Many members felt these were an integral part of the club's identity and wanted to keep them. But in summer 2000, the 46ers' board decided to remove them as they did not feel it would be worth pursuing a lawsuit to keep them, especially with little law on their side.

At the same time in the Catskills, however, the situation played out differently. The 1998 draft update to the Unit Management Plan for the Slide Mountain Wilderness Area, the Catskills' counterpart to the HPWC, similarly called for the removal of four canisters from that area.

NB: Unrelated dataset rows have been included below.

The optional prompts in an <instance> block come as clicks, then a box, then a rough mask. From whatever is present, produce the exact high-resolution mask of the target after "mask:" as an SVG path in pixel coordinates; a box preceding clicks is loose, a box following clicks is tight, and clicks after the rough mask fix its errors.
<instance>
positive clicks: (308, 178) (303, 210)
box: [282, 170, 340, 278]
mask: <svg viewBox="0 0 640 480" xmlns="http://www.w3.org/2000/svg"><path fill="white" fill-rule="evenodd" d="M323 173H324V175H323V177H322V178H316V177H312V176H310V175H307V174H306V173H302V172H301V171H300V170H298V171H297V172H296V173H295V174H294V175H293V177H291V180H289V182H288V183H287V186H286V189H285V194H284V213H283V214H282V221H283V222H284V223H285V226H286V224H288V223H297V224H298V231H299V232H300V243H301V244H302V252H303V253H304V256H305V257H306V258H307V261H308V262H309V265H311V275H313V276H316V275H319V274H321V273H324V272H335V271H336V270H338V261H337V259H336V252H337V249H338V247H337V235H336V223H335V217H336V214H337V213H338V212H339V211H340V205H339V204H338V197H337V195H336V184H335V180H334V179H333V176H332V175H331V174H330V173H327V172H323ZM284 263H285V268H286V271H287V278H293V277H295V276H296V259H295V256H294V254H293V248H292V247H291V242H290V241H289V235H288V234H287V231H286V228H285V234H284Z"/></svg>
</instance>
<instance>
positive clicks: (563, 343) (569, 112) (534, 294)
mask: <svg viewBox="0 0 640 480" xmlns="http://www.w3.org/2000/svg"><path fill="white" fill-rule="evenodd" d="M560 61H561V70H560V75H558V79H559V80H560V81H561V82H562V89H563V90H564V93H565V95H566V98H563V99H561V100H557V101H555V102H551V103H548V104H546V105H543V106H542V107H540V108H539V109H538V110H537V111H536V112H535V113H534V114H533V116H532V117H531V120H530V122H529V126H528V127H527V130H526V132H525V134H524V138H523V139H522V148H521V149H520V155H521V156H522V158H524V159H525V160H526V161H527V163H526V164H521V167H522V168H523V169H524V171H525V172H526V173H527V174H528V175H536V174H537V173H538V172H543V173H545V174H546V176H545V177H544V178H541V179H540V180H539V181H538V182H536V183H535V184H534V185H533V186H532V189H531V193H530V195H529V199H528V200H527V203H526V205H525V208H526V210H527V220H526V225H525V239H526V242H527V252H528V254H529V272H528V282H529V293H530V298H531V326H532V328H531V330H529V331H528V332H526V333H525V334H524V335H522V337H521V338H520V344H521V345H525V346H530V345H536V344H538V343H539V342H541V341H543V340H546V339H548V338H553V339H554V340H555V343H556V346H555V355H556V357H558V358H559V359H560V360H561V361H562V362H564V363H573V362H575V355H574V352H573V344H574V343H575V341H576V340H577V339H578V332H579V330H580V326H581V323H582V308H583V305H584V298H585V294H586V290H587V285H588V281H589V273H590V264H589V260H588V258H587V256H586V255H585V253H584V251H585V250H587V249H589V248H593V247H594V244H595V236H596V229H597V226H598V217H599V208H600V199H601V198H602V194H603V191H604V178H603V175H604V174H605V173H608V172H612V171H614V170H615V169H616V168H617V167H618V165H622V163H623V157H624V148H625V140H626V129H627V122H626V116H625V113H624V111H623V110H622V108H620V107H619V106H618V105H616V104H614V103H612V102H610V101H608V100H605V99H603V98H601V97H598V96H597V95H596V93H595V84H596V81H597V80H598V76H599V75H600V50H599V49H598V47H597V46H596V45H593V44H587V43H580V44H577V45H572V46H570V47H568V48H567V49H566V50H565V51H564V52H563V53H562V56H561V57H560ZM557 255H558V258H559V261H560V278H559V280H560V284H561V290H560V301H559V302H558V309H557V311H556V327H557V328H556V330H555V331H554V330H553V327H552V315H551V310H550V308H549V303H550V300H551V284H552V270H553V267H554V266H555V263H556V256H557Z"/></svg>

Public comment, mostly from members of the Catskill Mountain 3500 Club, which maintains those canisters, persuaded DEC to compromise, accepting ownership of them and some design changes in exchange for keeping them as, like the fire towers, structures that enhanced understanding of the Forest Preserve. This change was later written into the 2003 draft update to the Catskill State Land Master Plan.

The different outcome is largely because the Catskills' more open forests mean that its trailless peaks actually are trailless, whereas it has been hard to say that of the Adirondack trailless peaks for some time now.